Die enzymatische Entnahme erfolgt mit dem Immunfärbungsgerät unter Inkubation von TMA-Objektträgern in Proteinase K (Lab Vision, Freemont, CA, USA) für 10 Minuten bei Raumtemperatur.

Wärmeinduzierte Epitop-Rückgewinnung (HIER) in Retrieval-Puffer pH 9

HIER in Rückholpuffer pH 9 wird als Standard-HIER durchgeführt, mit der Ausnahme, dass Rückholpuffer mit pH 9 (Lab Vision, Freemont, CA, USA) anstelle von Rückholpuffer mit pH 6 verwendet wird.

 

Immunhistochemisches Färbeprogramm

Färbeprogramm Autostainer 480

(ThermoFisher Scientific, Waltham, MA, USA)

Alle Inkubationen werden bei Raumtemperatur durchgeführt.
Alle Reagenzien werden mit einem Volumen von 300 µl pro Objektträger aufgetragen.

1. Spülen in Waschpuffer.
2. Inkubation mit Ultra V Block für 5 min.
3. Spülen in Waschpuffer (x2).
4. Inkubation mit Primärantikörper für 30 min.
5. Spülen in Waschpuffer (x3).
6. Inkubation mit primärem Antikörper Enhancer für 20 min.*
7. Spülen in Waschpuffer (x2).
8. Inkubation mit markiertem Polymer für 30 Min.*
9. Spülen in Waschpuffer (x2).
10. Entwickeln in DAB-Lösung für 5 min.
11. Spülen in destilliertem Wasser.
12. Gegenfärbung in Hämatoxylin für 5 min.**
13. Spülen in Leitungswasser für 5 Min. **
14. Spülen in Li2CO3-Wasser, 1:5 verdünnt aus gesättigter Lösung für 1 Min.**
15. 5 Min. lang in Leitungswasser spülen*.
16. Dehydrierung in abgestuftem Ethanol und Xylol**
17. Mit Deckglas abdecken.

* Bei polyklonalen Antikörpern die Schritte 6 und 7 außer Acht lassen.
** Die Schritte 14 -16 werden mit einem Histofärbungsgerät (Leica Autostainer XL) durchgeführt.

 

Reagenzien

Für die Immunhistochemie sind die folgenden Reagenzien von Thermo Fischer Scientific, Waltham, MA, USA, im Handel erhältlich:

Waschpuffer (10x Konzentrat).
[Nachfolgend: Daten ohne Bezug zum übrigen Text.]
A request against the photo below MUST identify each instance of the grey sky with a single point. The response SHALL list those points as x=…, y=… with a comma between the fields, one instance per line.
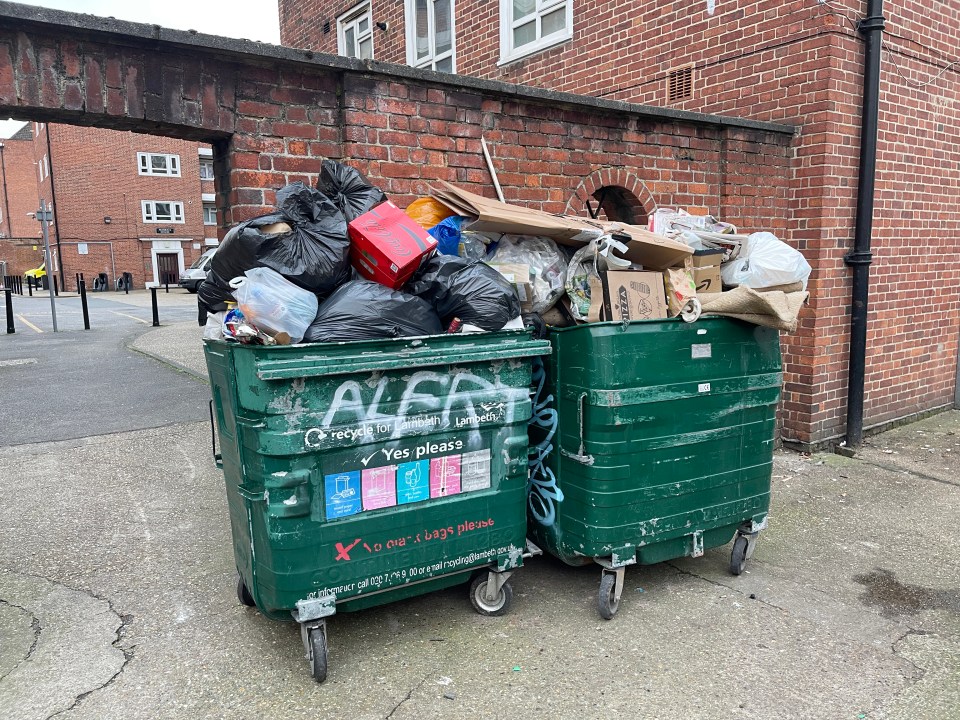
x=250, y=19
Arbeitslösung enthält ursprünglich 0,05% (v/v) Tween 20. Extra Tween 20 wird bis zu einer Endkonzentration von 0,20% zugegeben.
Retrieval-Lösung: Zitratpuffer®, pH 6.
Antikörper-Verdünnungsmittel.
UltraVision LP HRP-Polymer®, Primärer Antikörper
Enhancer (nur für monoklonale Antikörper), Ultra V Block und DAB Quanto Chromogen- und Substratsystem®. Darüber hinaus werden Mayer's Hämatoxylin und Xylol (Histolab, Göteborg, Schweden) verwendet.